Bruselas tiene claro cuál es la capacidad defensiva y ofensiva de Moscú, y sabe que ni siquiera el arsenal nuclear angloamericano y francés sería capaz de garantizar la seguridad del Viejo Continente. Las modificaciones introducidas en la Doctrina de Seguridad Nacional rusa, que contemplan el uso de armas nucleares incluso tras un ataque convencional, colocan a la UE ante la certeza, y ya no el riesgo, de convertirse en un gigantesco blanco para las ojivas rusas.

En este contexto, el equilibrio militar táctico y estratégico de Europa, entendida globalmente desde el Atlántico hasta los Urales, deberá ser actualizado. Esto solo será posible mediante un nuevo tratado de seguridad continental que represente las legítimas y recíprocas necesidades de todos los actores, como única forma de disuasión viable ante un posible conflicto global. Ucrania podrá integrarse en la UE, pero no en la Alianza Atlántica; deberá ser desmilitarizada y su función no podrá ser otra que la de un estado tapón que separe a los países de la OTAN de Rusia. Sobre esta base, y solo sobre esta, será posible volver a hablar de paz y de Eurasia.
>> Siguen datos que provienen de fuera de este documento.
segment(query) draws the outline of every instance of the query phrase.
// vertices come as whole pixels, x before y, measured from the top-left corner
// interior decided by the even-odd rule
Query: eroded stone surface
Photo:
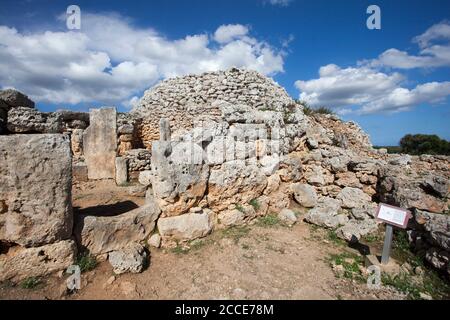
[[[146,240],[155,228],[160,210],[153,202],[119,216],[80,215],[75,224],[78,243],[92,254],[104,254],[126,248],[130,242]]]
[[[75,261],[77,247],[72,240],[64,240],[41,247],[12,247],[0,254],[0,281],[20,281],[65,270]]]
[[[0,240],[41,246],[70,238],[71,190],[67,136],[0,136]]]
[[[116,109],[91,109],[89,115],[90,125],[83,135],[84,158],[89,179],[114,179],[117,149]]]

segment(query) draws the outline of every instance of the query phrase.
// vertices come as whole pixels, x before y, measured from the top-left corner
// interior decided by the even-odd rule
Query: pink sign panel
[[[406,229],[409,219],[412,218],[412,214],[406,209],[380,203],[378,205],[376,217],[378,220]]]

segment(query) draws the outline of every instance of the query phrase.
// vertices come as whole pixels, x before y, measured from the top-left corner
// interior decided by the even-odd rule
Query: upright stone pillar
[[[115,108],[91,109],[83,134],[84,159],[91,180],[114,179],[116,174],[117,114]]]
[[[167,118],[159,120],[159,141],[170,141],[170,121]]]

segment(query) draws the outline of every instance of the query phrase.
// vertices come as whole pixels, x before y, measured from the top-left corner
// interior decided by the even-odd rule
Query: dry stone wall
[[[150,149],[151,141],[159,139],[160,118],[169,119],[176,134],[180,129],[191,129],[194,120],[220,118],[220,110],[213,105],[216,100],[254,109],[293,103],[273,80],[255,71],[233,68],[165,80],[145,92],[132,114],[144,119],[139,130]]]

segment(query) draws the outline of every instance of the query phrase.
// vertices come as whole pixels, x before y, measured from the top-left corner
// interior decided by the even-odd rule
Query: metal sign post
[[[392,236],[394,235],[394,227],[390,224],[386,225],[386,234],[384,236],[383,253],[381,254],[381,264],[388,264],[391,254]]]
[[[408,210],[380,203],[377,210],[377,218],[386,222],[386,234],[384,236],[383,253],[381,255],[381,264],[389,263],[391,254],[392,237],[394,235],[394,226],[406,229],[409,219],[412,217]]]

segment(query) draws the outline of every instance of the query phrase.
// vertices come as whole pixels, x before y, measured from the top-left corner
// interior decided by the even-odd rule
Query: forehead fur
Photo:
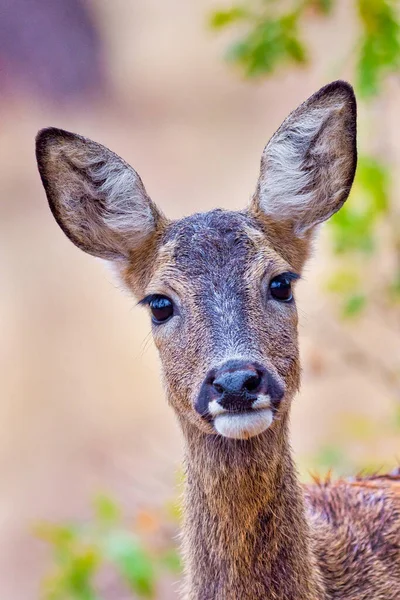
[[[262,275],[268,265],[278,272],[300,273],[309,247],[309,237],[296,238],[290,223],[274,223],[257,211],[215,209],[166,224],[132,253],[121,276],[141,296],[172,280],[179,288],[198,277],[218,284],[222,273],[229,278],[239,271],[248,277],[255,271]]]
[[[205,273],[217,274],[221,269],[236,267],[267,252],[277,265],[299,270],[305,253],[301,241],[292,239],[288,232],[277,232],[268,222],[248,212],[222,209],[198,213],[171,223],[163,236],[164,254],[177,269],[188,276]],[[168,257],[168,258],[167,258]]]
[[[251,247],[246,230],[252,228],[244,214],[217,209],[172,223],[165,241],[173,241],[176,266],[196,276],[208,267],[215,271],[243,258]],[[255,226],[254,231],[258,231]]]

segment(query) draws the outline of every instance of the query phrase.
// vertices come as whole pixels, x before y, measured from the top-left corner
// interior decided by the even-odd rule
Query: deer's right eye
[[[165,323],[174,314],[174,305],[167,296],[156,295],[149,300],[153,323]]]
[[[269,284],[269,290],[272,298],[279,302],[290,302],[293,299],[292,281],[298,279],[296,273],[281,273],[274,277]]]

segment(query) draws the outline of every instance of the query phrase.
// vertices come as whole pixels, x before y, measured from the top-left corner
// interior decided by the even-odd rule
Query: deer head
[[[59,129],[38,134],[53,215],[149,308],[181,421],[247,439],[287,413],[300,375],[294,288],[316,226],[349,194],[355,140],[352,88],[334,82],[273,135],[247,209],[169,221],[107,148]]]

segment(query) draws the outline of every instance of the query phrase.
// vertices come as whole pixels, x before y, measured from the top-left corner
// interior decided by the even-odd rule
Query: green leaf
[[[389,187],[387,167],[361,155],[350,198],[329,221],[335,252],[371,254],[378,224],[389,211]]]
[[[298,33],[298,13],[260,20],[228,52],[249,77],[272,73],[280,64],[305,63],[306,48]]]
[[[217,10],[211,14],[210,26],[213,29],[223,29],[228,25],[243,21],[249,15],[242,6],[234,6],[229,10]]]
[[[390,0],[358,0],[363,26],[357,64],[361,96],[376,96],[383,78],[400,68],[400,23],[396,3]]]
[[[68,588],[76,594],[80,594],[82,600],[92,600],[95,592],[92,579],[97,571],[99,559],[94,548],[87,548],[71,561],[70,568],[66,571],[68,577]],[[79,596],[78,596],[79,597]]]
[[[154,596],[153,564],[136,537],[123,530],[113,532],[105,540],[105,554],[134,592],[144,598]]]
[[[77,545],[64,556],[55,575],[45,581],[46,600],[98,600],[93,579],[101,563],[94,545]]]
[[[75,525],[38,523],[34,528],[34,534],[56,548],[60,548],[71,545],[77,539],[78,530]]]
[[[182,571],[181,557],[174,548],[163,554],[161,564],[172,573],[180,573]]]
[[[343,305],[344,317],[356,317],[365,308],[366,297],[364,294],[349,296]]]
[[[121,510],[117,503],[106,494],[99,494],[93,500],[95,517],[100,523],[115,525],[121,519]]]
[[[349,295],[359,289],[360,275],[355,269],[343,268],[334,271],[327,281],[327,290],[334,294]]]
[[[324,15],[329,15],[333,9],[333,0],[309,0],[309,5]]]

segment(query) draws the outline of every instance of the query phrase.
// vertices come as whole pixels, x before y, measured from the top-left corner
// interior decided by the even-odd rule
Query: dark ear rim
[[[337,79],[336,81],[332,81],[331,83],[328,83],[327,85],[322,87],[320,90],[318,90],[313,96],[311,96],[310,101],[312,101],[312,100],[318,101],[318,100],[320,100],[320,98],[322,98],[324,96],[326,96],[326,97],[333,96],[338,91],[340,91],[342,94],[344,93],[347,96],[347,109],[349,110],[350,117],[351,117],[351,120],[350,120],[349,126],[348,126],[348,131],[351,135],[351,146],[352,146],[351,165],[350,165],[349,175],[344,182],[345,183],[344,187],[347,189],[347,193],[343,194],[342,200],[339,202],[339,204],[335,207],[335,209],[323,221],[320,221],[319,223],[315,223],[313,229],[315,229],[315,227],[317,225],[321,225],[321,223],[324,223],[325,221],[330,219],[335,213],[337,213],[342,208],[342,206],[344,205],[344,203],[346,202],[346,200],[348,199],[348,197],[350,195],[351,188],[353,186],[354,178],[356,176],[356,171],[357,171],[357,160],[358,160],[358,153],[357,153],[357,99],[356,99],[356,95],[354,93],[353,86],[350,83],[348,83],[347,81],[343,81],[342,79]]]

Obviamente esto implica reconocer lo que señala la realidad sobre el terreno ucraniano: Rusia ha consolidado Crimea, ha conquistado todo el Donbás y se ha demostrado el fracaso, tanto político como militar de la OTAN, que pretendía infligir una derrota estratégica a Rusia y marginarla del escenario internacional mediante el desencadenamiento de una crisis política destinada a fragmentar la Federación Rusa en pequeñas regiones sin peso regional alguno. La realidad muestra, en cambio, que Ucrania es un estado fallido y partido en dos y que Rusia – además de contar con un vasto territorio – es más sólida económicamente, más influyente política y diplomáticamente, y más fuerte militarmente de lo que era en 2021.

La OTAN, por su parte, ha sufrido una derrota en Ucrania que se suma a las de Siria y Afganistán, al menos en los últimos cuatro años. Un proyecto fallido que ha costado cientos de miles de vidas y ha generado una contracción económica que ha afectado principalmente a Europa, todo ello en un intento de frenar el retroceso de Estados Unidos en su liderazgo político global. El resultado de este fracaso se refleja en los escombros de las ciudades ucranianas.

Además, las recientes modificaciones en el escenario militar, empeoradas por la entrada en escena de los nuevos misiles hipersónicos rusos, podrían y deberían ofrecer a Washington la oportunidad de poner fin a una guerra que nunca podrá ganar y que jamás debió haber comenzado.